Richard Meryman’s Q and A with Marilyn turned out to be the last interview she ever gave. It appeared in the August 3, 1962, issue of Life. She died the following day.
• • •
During the first week of July, Joe DiMaggio Jr., on leave from Camp Pendleton, his Marine base in San Diego, spent the afternoon with Marilyn at home in Brentwood. He told her his mother and her companion, Ralph Peck, had opened a supper club, Charcoal Charlie’s, outside Palm Springs. She sang, and he accompanied her on the piano. Joey couldn’t bring himself to visit the place. He went on to discuss Pam, his girlfriend, and said he was thinking of marrying her. Marilyn told him that sometimes getting married merely made matters more complicated.
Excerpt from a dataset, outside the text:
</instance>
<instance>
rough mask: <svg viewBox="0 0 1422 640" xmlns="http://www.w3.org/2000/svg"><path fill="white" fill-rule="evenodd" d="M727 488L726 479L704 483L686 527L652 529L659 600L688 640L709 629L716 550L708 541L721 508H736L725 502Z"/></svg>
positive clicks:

“I wondered when she said that,” remarked Joey, “if she had herself and my father in mind. I mentioned that I found him a bit more relaxed now that he was no longer working for Monette. I asked Marilyn if she knew he’d put together a number of scrapbooks devoted to her, containing articles and photographs, including one scrapbook dealing solely with their wedding. I also told her I’d discovered he kept garbage bags and pillowcases full of cash in San Francisco home. ‘He’s been doing that for years,’ said Marilyn. ‘He doesn’t trust banks. He distrusts them almost as much as he distrusts Twentieth Century–Fox.’ ”
Marilyn showed Joey a Western Union telegram his father had sent her on her thirty-sixth birthday, which read: “Happy Birthday—Hope today and future years bring you sunny skies and all your heart desires. As ever, Joe.” Marilyn liked the telegram because it was simple yet eloquent.